The conversation around compensation is often a difficult one for the person on the “asking” side. While most people muster the courage to make the initial request during the hiring process, that determination may be MIA when discussing a raise.
Even when the request is completed, and the raise promised, there remains one area where the process can fall apart: the details. Here are some things you can do to completely seal the deal on a raise without angst on either side.
Make sure you’re talking about the same period for the amount in question. It should be obvious but saying something like “$2,000 annually” is easy enough and gives your manager a chance to clarify if she meant per month.
Ask for the effective date of the raise. If it’s part of a regular compensation review, will it be retroactive to your most recent anniversary date?
Ask if there is anything you need to do to make it happen. Is there a memo you need to receive and acknowledge or something like that. There probably isn’t, but this question is an indirect way of pointing to the process of making the raise happen. It’s also a lot easier than saying, “Thanks, boss. When will you get the paperwork done?”

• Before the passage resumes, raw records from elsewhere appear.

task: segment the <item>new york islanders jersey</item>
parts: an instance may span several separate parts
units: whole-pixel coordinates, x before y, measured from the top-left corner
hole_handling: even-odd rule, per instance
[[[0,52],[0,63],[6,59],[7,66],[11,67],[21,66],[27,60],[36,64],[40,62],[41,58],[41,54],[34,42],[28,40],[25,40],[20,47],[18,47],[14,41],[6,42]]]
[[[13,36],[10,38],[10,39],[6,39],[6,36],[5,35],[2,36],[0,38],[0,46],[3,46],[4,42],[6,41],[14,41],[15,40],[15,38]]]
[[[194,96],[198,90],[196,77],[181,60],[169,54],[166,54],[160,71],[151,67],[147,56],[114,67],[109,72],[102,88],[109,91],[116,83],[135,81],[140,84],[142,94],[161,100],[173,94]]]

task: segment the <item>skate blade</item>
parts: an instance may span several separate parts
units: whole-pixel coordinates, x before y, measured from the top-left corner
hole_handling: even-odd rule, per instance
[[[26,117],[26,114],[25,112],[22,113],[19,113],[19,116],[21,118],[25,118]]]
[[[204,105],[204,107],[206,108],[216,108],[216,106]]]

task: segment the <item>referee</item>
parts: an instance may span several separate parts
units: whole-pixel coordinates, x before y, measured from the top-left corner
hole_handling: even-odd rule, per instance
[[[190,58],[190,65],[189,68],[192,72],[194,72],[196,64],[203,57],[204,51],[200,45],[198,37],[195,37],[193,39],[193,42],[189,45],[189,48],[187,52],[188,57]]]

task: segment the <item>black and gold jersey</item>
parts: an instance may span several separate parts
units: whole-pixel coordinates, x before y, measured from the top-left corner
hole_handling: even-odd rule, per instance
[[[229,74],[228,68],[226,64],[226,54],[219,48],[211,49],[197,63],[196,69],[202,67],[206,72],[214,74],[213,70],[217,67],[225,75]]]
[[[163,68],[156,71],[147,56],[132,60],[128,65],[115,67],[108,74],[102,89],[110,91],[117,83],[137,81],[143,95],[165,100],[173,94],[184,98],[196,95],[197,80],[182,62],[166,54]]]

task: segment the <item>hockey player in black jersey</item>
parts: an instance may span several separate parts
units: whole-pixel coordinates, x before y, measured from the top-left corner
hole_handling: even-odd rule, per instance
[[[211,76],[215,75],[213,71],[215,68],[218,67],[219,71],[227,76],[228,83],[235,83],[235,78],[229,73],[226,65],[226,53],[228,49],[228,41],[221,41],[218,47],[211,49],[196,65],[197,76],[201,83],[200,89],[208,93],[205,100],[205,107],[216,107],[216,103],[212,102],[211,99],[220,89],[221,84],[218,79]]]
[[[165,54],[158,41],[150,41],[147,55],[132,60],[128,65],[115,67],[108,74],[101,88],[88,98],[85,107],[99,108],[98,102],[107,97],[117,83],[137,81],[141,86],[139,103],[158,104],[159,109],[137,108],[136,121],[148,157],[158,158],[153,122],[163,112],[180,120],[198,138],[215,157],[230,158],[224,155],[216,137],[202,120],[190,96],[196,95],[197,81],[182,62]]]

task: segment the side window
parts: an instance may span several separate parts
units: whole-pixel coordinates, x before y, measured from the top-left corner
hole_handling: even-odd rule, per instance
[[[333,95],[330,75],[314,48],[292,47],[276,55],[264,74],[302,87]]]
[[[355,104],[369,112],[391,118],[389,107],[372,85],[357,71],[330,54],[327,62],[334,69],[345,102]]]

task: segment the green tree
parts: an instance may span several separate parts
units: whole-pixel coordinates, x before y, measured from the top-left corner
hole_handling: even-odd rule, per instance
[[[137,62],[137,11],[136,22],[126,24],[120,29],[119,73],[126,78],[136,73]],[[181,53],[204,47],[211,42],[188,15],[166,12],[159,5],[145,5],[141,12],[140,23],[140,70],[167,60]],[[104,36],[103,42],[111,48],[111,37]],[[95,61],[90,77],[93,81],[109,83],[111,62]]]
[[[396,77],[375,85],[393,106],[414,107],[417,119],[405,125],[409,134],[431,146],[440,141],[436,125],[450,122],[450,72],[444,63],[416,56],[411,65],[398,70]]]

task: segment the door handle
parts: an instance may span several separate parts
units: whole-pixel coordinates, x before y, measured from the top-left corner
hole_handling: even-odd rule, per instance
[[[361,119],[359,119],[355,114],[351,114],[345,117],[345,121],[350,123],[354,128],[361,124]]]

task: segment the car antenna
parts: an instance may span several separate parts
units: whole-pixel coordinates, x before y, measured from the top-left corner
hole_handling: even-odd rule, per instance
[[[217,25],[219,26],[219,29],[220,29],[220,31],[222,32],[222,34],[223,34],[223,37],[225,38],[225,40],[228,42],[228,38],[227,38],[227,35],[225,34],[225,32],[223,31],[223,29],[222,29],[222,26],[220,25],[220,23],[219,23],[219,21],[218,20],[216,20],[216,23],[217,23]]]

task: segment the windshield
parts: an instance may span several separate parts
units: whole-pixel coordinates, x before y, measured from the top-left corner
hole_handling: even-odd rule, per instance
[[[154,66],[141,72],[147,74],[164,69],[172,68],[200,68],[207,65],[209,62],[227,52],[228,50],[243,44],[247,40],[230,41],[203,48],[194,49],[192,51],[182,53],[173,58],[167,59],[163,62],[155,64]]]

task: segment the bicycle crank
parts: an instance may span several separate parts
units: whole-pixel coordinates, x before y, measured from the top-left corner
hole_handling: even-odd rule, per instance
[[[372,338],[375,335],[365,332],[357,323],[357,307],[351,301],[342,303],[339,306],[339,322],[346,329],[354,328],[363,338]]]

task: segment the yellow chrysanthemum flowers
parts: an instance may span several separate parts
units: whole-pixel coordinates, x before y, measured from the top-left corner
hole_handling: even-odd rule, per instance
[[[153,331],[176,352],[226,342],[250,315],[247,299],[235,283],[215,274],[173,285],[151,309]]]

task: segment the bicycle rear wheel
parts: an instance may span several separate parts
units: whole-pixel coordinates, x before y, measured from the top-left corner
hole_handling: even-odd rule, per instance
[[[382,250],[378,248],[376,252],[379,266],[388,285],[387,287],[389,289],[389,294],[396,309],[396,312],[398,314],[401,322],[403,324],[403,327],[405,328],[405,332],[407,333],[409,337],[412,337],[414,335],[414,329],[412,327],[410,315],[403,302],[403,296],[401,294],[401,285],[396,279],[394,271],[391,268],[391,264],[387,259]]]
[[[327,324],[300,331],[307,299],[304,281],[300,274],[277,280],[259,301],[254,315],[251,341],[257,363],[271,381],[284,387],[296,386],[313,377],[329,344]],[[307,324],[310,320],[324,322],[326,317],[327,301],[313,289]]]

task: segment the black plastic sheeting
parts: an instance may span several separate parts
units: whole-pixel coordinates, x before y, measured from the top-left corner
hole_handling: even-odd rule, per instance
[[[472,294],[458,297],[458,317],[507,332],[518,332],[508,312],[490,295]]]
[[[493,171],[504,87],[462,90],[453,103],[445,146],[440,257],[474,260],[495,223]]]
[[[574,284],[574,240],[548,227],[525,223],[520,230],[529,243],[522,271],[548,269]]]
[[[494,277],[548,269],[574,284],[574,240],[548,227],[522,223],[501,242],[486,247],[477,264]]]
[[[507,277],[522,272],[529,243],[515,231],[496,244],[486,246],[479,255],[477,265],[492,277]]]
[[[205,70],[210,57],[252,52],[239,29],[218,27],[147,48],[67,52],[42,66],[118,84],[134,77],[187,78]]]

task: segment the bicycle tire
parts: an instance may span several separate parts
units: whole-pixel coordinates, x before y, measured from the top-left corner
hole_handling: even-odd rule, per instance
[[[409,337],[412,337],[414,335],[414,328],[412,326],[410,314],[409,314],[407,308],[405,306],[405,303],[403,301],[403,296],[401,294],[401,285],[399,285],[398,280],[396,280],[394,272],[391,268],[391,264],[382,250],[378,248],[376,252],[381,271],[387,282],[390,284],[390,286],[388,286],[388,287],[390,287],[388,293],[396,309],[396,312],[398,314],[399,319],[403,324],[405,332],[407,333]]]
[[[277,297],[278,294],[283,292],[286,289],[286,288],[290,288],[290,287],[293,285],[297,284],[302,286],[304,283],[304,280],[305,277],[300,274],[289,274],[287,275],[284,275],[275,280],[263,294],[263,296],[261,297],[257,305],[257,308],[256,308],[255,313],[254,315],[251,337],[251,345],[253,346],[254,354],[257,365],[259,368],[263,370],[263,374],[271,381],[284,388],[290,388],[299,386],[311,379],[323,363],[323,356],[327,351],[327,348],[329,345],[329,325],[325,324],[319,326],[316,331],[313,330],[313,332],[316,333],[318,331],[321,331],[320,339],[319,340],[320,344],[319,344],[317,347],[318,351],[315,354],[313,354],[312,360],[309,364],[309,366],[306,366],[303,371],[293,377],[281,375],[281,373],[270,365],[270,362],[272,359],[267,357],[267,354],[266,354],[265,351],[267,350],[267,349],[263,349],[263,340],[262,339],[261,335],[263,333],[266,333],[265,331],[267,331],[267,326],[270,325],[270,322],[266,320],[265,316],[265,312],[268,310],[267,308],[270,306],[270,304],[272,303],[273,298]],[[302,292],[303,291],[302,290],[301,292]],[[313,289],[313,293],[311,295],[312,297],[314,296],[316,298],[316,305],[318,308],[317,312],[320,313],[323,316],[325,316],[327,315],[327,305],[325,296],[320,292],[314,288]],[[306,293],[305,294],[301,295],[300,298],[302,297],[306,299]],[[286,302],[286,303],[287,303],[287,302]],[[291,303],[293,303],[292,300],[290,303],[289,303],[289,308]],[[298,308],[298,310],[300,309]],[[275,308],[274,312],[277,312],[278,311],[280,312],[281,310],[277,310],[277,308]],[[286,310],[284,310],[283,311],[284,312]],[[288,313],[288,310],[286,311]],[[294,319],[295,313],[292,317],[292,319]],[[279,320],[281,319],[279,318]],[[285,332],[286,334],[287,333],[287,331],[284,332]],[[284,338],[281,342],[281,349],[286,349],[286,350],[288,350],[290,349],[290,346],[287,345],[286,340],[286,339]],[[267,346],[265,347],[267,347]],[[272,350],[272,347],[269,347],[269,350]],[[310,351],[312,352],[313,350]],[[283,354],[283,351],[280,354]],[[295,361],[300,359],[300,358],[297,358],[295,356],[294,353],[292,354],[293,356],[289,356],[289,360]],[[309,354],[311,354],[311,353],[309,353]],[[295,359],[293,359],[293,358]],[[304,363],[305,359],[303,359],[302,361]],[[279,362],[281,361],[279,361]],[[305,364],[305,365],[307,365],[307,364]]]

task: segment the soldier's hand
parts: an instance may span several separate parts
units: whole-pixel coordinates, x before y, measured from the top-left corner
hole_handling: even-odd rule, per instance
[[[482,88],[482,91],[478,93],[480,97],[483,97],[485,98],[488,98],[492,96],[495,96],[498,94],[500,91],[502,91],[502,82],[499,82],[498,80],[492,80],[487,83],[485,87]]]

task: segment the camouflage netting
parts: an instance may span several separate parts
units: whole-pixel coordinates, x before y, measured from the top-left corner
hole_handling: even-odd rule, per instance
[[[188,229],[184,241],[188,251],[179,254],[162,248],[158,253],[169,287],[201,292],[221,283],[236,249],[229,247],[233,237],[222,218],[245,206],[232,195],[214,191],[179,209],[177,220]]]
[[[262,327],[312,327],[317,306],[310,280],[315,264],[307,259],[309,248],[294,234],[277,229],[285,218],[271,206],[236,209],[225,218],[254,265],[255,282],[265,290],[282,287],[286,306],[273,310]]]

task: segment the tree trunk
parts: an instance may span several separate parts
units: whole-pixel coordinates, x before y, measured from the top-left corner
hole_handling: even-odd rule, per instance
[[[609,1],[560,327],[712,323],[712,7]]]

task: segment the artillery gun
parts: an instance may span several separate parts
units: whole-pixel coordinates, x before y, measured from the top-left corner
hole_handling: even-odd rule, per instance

These seem like small steps, and they are. However, I’ve witnessed first hand and have been told about other cases where raises were promised and not delivered for months. While this is often an oversight, it created anxiety and bitterness on behalf of the employee who no longer felt like they were truly valued. It also resulted in embarrassment for the manager who had to admit the error and request a significant back payment.
Invest the time to get the details in place, and everyone will be happier and more productive!